Kuzeyin Büyüleyici Işıkları Auroralar

05/08/2022

Aurora, öncelikle her iki yarım kürenin yüksek enlemlerinde yani kutuplara yakın kısmında meydana gelen, gece gökyüzünde gözüken renkli ışıktır. Kuzey Yarımküre’deki auroralara kuzey ışıkları veya aurora borealis denir. Güney Yarımküre’de auroralara güney ışıkları veya aurora australis denir. Auroralar, Roma’nın şafak tanrıçasından adını alır.

Auroraların güzel ve gizemli ışıkları, binlerce yıldır insanları büyülemiştir. Işıkların açıklamaları, tarih boyunca birçok kültürün yazılarında bulunur. Bazı geleneklerde ışıklara olumlu bir haber olarak saygı duyulurken, bazı kültürlerde yaklaşan bir felaketin işareti olarak korku yaratırlardı.
Peki bu büyüleyici ışıklar nasıl oluşur? Bu ışıklar, yeryüzünün manyetik alanı ile Güneş’ten gelen yüklü parçacıkların etkileşimi sonucunda oluşurlar. Güneş’te sürekli oluşan ve dışarı verilen, elektrik yüklü çok küçük parçacıklar vardır. Güneş’i oluşturan atomlardan biri olan hidrojen atomları, en dış katmanında proton ve elektrondan oluşan bir plazmaya dönüşür. Plazma, maddenin dördüncü halidir. Plazmada bulunan artı yüklü parçacıklar tekrar birleşmeden bir arada bulunur. Güneş’in sıcaklığıyla çok hızlı hareket eden bu parçacıkların elektronları ve çekirdekleri sürekli bir arada duramaz. Ayrıca bu parçacıklar birbirleriyle çarpıştıkça bazıları ayrılarak serbest hale geçer. Bu “güneş rüzgârları”nı oluşturur. Güneş’in manyetik alanından kurtulan plazma uzaya yayılır. Yayılma Dünya’ya doğru olursa Dünya’nın manyetik alanı bu plazmayı kutuplara doğru iter. Plazma kutuplarda halka biçiminde yoğunlaşır. Bu yapıya “aurora ovali” denir.

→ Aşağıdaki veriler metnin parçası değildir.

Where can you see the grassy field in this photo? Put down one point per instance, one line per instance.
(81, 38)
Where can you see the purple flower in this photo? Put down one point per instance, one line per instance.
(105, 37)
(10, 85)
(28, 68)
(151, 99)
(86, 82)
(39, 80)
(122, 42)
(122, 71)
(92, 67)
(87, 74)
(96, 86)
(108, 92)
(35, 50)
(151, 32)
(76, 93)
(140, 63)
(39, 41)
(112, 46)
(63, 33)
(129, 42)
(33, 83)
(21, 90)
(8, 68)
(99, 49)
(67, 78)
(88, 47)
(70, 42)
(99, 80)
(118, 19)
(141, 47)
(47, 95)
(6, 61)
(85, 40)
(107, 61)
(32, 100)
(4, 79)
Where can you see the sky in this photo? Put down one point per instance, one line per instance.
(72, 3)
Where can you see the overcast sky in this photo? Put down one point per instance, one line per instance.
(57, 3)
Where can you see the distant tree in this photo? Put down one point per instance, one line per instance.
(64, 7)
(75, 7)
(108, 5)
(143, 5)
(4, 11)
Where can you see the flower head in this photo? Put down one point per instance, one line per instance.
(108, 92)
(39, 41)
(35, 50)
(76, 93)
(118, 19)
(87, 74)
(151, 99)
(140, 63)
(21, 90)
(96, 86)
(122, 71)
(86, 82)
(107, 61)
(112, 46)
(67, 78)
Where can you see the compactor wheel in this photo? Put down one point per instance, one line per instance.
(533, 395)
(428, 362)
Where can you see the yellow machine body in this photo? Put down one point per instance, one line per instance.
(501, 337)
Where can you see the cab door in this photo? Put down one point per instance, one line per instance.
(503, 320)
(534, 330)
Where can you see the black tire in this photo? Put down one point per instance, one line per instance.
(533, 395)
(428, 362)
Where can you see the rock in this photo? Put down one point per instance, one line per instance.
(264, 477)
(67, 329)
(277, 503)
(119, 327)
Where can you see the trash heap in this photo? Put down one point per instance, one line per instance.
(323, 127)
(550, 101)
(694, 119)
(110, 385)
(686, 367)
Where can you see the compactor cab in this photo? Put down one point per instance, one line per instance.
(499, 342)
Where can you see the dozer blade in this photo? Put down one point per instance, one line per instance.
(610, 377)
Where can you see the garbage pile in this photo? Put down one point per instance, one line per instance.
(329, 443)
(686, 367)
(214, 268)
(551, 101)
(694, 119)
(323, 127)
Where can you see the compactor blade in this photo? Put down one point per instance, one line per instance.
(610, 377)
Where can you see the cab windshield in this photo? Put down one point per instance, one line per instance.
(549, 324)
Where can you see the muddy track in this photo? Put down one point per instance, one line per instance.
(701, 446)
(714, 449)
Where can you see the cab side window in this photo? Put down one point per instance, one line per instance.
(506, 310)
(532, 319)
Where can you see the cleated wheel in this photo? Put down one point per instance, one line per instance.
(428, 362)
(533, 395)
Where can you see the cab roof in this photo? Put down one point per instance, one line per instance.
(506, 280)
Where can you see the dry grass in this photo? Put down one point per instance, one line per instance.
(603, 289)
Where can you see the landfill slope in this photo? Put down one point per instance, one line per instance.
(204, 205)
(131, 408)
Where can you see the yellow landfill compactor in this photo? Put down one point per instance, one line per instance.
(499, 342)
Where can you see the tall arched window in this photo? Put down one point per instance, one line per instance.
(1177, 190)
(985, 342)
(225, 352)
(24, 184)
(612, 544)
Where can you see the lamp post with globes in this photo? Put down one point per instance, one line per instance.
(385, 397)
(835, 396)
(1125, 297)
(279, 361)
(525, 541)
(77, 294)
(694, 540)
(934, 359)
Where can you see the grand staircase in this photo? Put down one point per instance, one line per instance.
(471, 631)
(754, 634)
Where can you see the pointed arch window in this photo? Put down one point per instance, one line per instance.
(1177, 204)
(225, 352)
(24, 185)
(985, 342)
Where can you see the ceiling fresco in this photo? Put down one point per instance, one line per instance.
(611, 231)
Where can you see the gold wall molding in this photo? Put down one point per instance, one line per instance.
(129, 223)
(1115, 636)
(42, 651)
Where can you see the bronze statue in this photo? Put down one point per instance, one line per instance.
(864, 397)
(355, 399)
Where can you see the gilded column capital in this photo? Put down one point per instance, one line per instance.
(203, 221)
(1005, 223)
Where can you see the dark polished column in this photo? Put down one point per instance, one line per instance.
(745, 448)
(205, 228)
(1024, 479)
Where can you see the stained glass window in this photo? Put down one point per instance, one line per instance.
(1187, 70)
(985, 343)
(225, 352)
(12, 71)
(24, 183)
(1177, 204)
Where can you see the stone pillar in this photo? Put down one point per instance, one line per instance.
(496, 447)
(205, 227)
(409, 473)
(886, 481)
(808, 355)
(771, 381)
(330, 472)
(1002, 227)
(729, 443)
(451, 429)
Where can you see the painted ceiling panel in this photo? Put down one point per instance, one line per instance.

Dünya’nın manyetik alanı da aurora oluşumunu doğrudan etkiler. Dünya’nın çekirdeği dev bir mıknatıs gibidir ve Dünya çevresinde bir manyetik alan yaratır. Bu manyetik alana manyetosfer denir. Atmosfer de aurora oluşumunda etkilidir. Güneş’ten kopup gelen parçacıklar yeterli enerjiye sahipse atmosfere kadar ulaşıp atmosferin en dış kısmındaki katmanındaki atomlarla çarpışır. Daha sonra ışık yayarak eski hallerine geri dönerler. Bu enerji farkı elektromanyetik dalga olarak açığa çıkar; bu, aslında bildiğimiz ışıktır. Bu ışığın rengi parçacığın atmosferde çarptığı atomun türüne ve çarpma sonucu kazandığı enerjiye bağlıdır. Parçacıklar oksijen atomuyla çarpışırsa yeşil, daha yüksek tabakalardaki oksijen atomuyla çarpışırsa kırmızı, azot molekülleriyle çarpışırsa mavi, azot atomları ile çarpışırsa mor/eflatun ışık yayar. Auroralar Dünya’dan 80-640 km arasında bir uzaklıkta oluşur.

Kuzey ışıkları genellikle Kuzey Amerika’nın (özellikle kuzey Kanada ve Alaska), Grönland, İskandinavya ve Rusya’nın en kuzey bölgelerinde görülebilir. Güney ışıkları, çoğunlukla Antarktika ve güney Hint Okyanusu üzerinde meydana geldikleri için sık görülmez. Ancak, bazı görüntüler Yeni Zelanda’nın bazı bölgelerinde, güney Avustralya’da ve Şili, Arjantin ve Güney Afrika’nın en güney bölgelerinde görülebilir.
Auroralar, güneş sistemindeki diğer gezegenlerde de meydana gelir. Jüpiter, Satürn, Uranüs ve Neptün, auroraları büyük ölçekte deneyimler. Dünya gibi, bu gezegenlerin de atmosferleri ve önemli manyetik alanları vardır.

Auroralar eskiden olduğu gibi günümüzde de ilgi çekiyor. Dünya’nın hemen hemen her yerinden insanlar kutup bölgelerine auroraları görmek için seyahat ediyor.